Tonight, while Husband was still at work, I was going about my usual evening routine consisting of:
1. Looking a hot mess while
2. Yelling at and chasing after half-dressed little boys, and
3. Praying out loud things like “Lord, help me get through the next two hours,”
4. And wishing I could hide somewhere with a bottle of whiskey.
ONE had stripped down to his underwear, I looked like a half-price hooker, and TWO was completely naked because I had just plunked him into the tub. Right when I pulled out the shampoo, ONE ran into the bathroom and shouted, “There’s an old lady at the door!” and I said, “Oh?“ and went about my business. He asked if he could let her in and I said NO and then asked him which door she was at. He said the back door. I explained I couldn’t answer it right now, but I was sure she will leave a note or come back later or something.
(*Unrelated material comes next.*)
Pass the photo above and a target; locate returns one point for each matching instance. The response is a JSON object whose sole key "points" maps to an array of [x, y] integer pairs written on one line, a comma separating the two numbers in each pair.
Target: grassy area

He then ran back to the kitchen presumably to shout through the door “My mommy says you have to go away” or something equally embarrassing, and …
I heard him yell, “SHE’S IN OUR HOUSE!”
At that point I scooped up a soaking wet, 30-pound toddler and ran into the kitchen to find my next-door neighbor standing in the middle of my home. Now, this is kind of sad, but she has dementia. She came over to tell me she got some packages at her house that had baby clothes in them and realized they didn’t belong to her when she opened them, so she came to tell me. And the door was unlocked … so … there she was. Right there. In my house.
I said thank you and I will get them as soon as possible and thank you again and I hoped she would have a good evening, but … she has dementia, you see. So she didn’t leave. She talked to my naked children instead, which is understandable.
As TWO got heavier and heavier, and my pregnant back and arms started to really hurt (I couldn’t put him down since he was wet and would slip on the tile), I very kindly steered her out and assured her I’d come by to get the packages as soon as I had a chance.
Then I locked the door.
I returned to what I was doing and had just put TWO in his crib and was — of course — on the toilet peeing when ONE came rocketing down the hallway yelling “She‘s back!!!” And indeed she was, this time with the packages. My thoughtful Aunt Nancy from Alabama mailed some little girl clothes for THREE.
Someday when she is older I will tell her the story of The Hard-Won Frilly Clothes and how important it is to always, always lock her doors.